Sunday, December 28, 2008

Islam's First Hundred Years of Violence

When Edward Gibbon introduced the prophet Muhammad in his Decline and Fall of the Roman Empire, he observed that the rise of Islam was “one of the most memorable revolutions, which have impressed a new and lasting character on the nations of the globe.” Gibbon saw that Islam did not just inaugurate a religious revolution. Its unparalleled expansion changed the course of history by altering the map of the world.

No event was as consequential to Christianity in the 600-700's as the rise of Islam. Islam rose with great swiftness and disruption. In the span of less than a hundred years after its founding, Arab commanders made their way from the edge of Egypt along the North Africa until they reached the Atlantic Ocean. From the Arabian Peninsula they also advanced northeast through Persia and across the Asian steppes to India.

Within the space of a century, the movement inaugurated by the prophet Muhammad had planted a permanent political and religious rival to Christianity in historic Christian lands. Its advance both to the West and to the East meant that a large part of the globe was claimed for Islam, fulfilling the words of the Qur’an: “We appointed you successors on the earth after them.”
By the year 750, a hundred years after the conquest of Jerusalem, at least 50 percent of the world’s Christians found themselves under Muslim hegemony. In some regions, most notably North Africa, Christianity went into precipitous decline. At the time of the Arab conquest there were more than three hundred bishops in the area, but by the tenth century Pope Benedict VII could not find three bishops to consecrate a new bishop. Today there is no indigenous Christianity in the region, no communities of Christians whose history can be traced to antiquity. Though originally conquered by the sword, most of the subject peoples eventually embraced the religion of their conquerors.

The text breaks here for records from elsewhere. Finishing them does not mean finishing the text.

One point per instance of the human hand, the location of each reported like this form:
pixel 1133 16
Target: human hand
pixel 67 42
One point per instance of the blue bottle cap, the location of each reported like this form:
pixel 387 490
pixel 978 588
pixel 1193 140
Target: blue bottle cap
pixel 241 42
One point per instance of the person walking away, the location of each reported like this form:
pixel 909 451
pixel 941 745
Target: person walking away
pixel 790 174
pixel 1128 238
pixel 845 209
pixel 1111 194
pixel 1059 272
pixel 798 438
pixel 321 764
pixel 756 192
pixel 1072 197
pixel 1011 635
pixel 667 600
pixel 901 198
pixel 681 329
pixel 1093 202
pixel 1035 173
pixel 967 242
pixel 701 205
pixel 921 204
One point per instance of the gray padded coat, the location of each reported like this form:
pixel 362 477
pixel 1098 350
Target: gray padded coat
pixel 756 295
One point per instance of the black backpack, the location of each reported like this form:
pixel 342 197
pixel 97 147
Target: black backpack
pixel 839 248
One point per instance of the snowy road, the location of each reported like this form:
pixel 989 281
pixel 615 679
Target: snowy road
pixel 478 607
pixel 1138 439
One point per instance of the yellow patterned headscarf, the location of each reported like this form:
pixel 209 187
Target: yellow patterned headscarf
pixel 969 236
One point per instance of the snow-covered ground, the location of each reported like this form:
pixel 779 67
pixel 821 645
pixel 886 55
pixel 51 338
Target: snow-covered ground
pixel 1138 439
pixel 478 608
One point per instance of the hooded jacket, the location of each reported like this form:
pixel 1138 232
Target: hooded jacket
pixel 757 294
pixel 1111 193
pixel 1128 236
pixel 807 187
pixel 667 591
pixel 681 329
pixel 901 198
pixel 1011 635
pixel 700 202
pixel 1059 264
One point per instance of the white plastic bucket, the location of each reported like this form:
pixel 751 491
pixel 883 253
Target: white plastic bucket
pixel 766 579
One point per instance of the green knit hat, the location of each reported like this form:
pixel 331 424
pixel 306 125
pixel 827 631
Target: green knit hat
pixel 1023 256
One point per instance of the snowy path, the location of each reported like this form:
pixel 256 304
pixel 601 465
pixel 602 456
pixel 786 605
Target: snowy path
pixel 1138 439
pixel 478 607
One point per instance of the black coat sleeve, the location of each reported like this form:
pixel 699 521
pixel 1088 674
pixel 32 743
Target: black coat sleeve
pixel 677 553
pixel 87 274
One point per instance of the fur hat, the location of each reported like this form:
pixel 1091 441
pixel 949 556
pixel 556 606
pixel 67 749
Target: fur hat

By the eleventh century, however, Christianity had begun a long demographic decline in its eastern homeland, and, carried by the militancy of the Turks, Islam resumed its relentless drive westward. The end of the eleventh century also marked the beginning of the First Crusade.

Consider some statistics. In the eleventh century, the population of Asia Minor was almost wholly Christian. By the sixteenth century, Muslims constituted 92 percent of the population. During those centuries, the Church lost most of its property, its ecclesiastical structures were dismantled, and its bishops prohibited from caring for their dioceses. At the beginning of the period, there were four hundred bishops; by the end, 97 percent had been eliminated.

Most of the territories that were Christian in the year 700 are now Muslim. Nothing similar has happened to Islam. Christianity seems like a rain shower that soaks the earth and then moves on, whereas Islam appears more like a great lake that constantly overflows its banks to inundate new territory. When Islam arrives, it comes to stay—unless displaced by force, as it was in Spain.

Nothing from its earliest years has changed. Islam is still a religion bent on conquest.